I understand how a guard region can be useful for detecting when a stack needs to be extended, but I've often seen other PROT_NONE mappings (like the one created by the dynamic linker for every shared library that's mapped in) and I don't really know why they're used.

Persistent memory

Posted Mar 31, 2014 17:42 UTC (Mon) by luto (guest, #39314) [Link] (2 responses)

I use them to make it more likely for wild writes and buffer overruns to segfault instead of causing random corruption.

Persistent memory

Posted Mar 31, 2014 17:53 UTC (Mon) by dontstayhome (guest, #54412) [Link] (1 responses)

Isn't the same effect achieved by not allocating that page/region at all? Why is it better to allocate it as PROT_NONE?

I guess maybe if you didn't explicitly allocate surrounding guard regions, your next mmap could be placed adjacent to your previous one (if you don't explicitly specify MAP_FIXED)? Does the kernel actually do this in practice?

Persistent memory

Posted Mar 31, 2014 19:14 UTC (Mon) by luto (guest, #39314) [Link]

The kernel seems to stick them all right next to each other if I don't explicitly add a PROT_NONE region in the way. And, since MAP_FIXED overwrites things, I can't just guess a desired address and try it with MAP_FIXED, since I'll crash if I guess badly.

The upshot is that the an improved MAP_FIXED flag would actually improve my use case a bit.

Maybe we should have MAP_WANT_GUARD_PAGES, too.

Persistent memory

Posted Mar 29, 2014 11:13 UTC (Sat) by blackwood (guest, #44174) [Link]

get_user_sg has my vote - for 3.16 we have patches floating for drm/i915 to map userspace ranges into the gpu address space, and atm we use get_user_pages + create an sg table from it.

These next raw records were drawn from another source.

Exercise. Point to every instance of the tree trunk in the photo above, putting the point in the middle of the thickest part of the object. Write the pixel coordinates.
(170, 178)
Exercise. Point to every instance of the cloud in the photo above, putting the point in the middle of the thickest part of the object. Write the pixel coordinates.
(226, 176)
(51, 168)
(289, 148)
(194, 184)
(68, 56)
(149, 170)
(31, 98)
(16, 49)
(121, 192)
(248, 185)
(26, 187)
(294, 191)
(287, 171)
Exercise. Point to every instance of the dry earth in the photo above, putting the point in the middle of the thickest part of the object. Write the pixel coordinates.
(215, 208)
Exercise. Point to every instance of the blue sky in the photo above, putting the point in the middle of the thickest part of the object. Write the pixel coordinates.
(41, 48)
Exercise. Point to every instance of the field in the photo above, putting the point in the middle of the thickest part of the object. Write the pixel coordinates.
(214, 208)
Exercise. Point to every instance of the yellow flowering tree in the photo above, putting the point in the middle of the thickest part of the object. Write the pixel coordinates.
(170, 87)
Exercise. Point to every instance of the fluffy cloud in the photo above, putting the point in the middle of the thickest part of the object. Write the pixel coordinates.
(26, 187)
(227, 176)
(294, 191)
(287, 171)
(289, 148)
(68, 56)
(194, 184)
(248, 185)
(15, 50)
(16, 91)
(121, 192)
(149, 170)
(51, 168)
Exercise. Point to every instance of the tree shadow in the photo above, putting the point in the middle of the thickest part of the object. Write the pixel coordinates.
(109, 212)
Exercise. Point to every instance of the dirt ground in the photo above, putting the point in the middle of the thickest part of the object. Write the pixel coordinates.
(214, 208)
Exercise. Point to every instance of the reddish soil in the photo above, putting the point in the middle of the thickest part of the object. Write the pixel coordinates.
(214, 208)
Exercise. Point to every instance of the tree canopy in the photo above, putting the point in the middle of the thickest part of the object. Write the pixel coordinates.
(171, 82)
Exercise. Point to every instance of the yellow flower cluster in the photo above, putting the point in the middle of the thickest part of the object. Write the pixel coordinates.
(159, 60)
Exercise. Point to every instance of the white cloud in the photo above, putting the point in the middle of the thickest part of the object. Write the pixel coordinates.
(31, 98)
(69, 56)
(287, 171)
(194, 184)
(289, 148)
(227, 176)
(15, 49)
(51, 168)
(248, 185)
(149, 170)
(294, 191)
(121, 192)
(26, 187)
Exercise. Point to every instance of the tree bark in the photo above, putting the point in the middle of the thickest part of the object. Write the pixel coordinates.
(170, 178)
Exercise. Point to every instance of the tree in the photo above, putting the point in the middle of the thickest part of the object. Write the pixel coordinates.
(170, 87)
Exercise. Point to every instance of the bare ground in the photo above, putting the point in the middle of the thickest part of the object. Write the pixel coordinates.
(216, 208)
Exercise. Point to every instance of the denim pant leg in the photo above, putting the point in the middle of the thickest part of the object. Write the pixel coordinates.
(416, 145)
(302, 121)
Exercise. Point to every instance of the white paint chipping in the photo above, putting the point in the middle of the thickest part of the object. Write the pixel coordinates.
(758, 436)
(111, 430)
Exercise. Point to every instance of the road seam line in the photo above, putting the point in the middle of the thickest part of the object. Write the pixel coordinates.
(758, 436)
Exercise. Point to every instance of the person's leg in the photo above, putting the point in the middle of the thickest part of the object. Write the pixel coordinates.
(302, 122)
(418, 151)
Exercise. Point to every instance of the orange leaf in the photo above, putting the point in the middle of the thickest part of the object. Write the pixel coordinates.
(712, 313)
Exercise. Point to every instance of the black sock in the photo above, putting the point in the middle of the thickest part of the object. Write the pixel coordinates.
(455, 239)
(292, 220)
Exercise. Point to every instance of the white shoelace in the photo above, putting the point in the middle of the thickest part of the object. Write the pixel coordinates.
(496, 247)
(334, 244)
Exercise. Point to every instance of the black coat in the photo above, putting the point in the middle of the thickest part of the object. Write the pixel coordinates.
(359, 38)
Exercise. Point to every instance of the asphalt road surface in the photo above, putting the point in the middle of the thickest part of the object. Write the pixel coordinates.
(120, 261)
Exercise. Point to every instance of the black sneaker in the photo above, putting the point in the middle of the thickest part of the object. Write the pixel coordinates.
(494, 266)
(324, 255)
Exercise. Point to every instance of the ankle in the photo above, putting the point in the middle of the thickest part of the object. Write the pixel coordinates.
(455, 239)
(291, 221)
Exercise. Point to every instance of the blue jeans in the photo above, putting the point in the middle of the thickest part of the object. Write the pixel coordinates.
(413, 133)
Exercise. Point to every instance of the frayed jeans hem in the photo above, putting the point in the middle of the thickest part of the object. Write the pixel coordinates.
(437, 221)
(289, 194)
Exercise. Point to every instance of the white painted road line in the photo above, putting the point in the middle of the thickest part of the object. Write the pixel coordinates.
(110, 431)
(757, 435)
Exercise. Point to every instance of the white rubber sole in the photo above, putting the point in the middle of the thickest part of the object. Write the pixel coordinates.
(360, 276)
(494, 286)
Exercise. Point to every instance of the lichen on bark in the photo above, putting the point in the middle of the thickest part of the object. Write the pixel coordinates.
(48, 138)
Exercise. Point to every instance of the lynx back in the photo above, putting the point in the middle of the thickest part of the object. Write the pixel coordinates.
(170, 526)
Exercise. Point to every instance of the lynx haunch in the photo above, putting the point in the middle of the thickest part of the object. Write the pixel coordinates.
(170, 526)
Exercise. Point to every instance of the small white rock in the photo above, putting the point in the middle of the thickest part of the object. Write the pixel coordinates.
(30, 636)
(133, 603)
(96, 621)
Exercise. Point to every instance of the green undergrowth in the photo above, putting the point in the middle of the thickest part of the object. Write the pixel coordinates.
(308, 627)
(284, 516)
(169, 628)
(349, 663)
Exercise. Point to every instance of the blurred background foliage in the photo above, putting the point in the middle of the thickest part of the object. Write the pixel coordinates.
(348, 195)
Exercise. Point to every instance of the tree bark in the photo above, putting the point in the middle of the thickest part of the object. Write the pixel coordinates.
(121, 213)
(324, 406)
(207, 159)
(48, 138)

But within the driver we exclusively deal with sg lists since we already support non struct page backed memoery (gfx stolen range reserved by the firmware), so having a get_user_sg would neatly clean up our code.

Persistent memory

Posted Mar 31, 2014 19:23 UTC (Mon) by foom (subscriber, #14868) [Link]

A new flag is almost unnecessary. The current behavior is that if you pass an address without MAP_FIXED, it will map your space there, if and only if that address is available. If the address is not available, it will map it somewhere else.

So, the workaround is trivial: you call mmap with an address, without MAP_FIXED, and then compare the address returned to the address requested. If they don't match, unmap and return a failure.

Byte addressability

Posted Apr 9, 2014 22:08 UTC (Wed) by mratnad (guest, #96496) [Link]

Was there any discussion on how to enable the applications to use persistent memory through byte level addressing? Is mmap the only way?
Also, anything about atomic writes to the persistent memory?
TIA.

Persistent memory

Posted Apr 14, 2014 1:36 UTC (Mon) by kmeyer (subscriber, #50720) [Link]

> Wilcox said you can actually buy some devices now

Where?! We would really like to start playing with and thinking about supporting these in FreeBSD.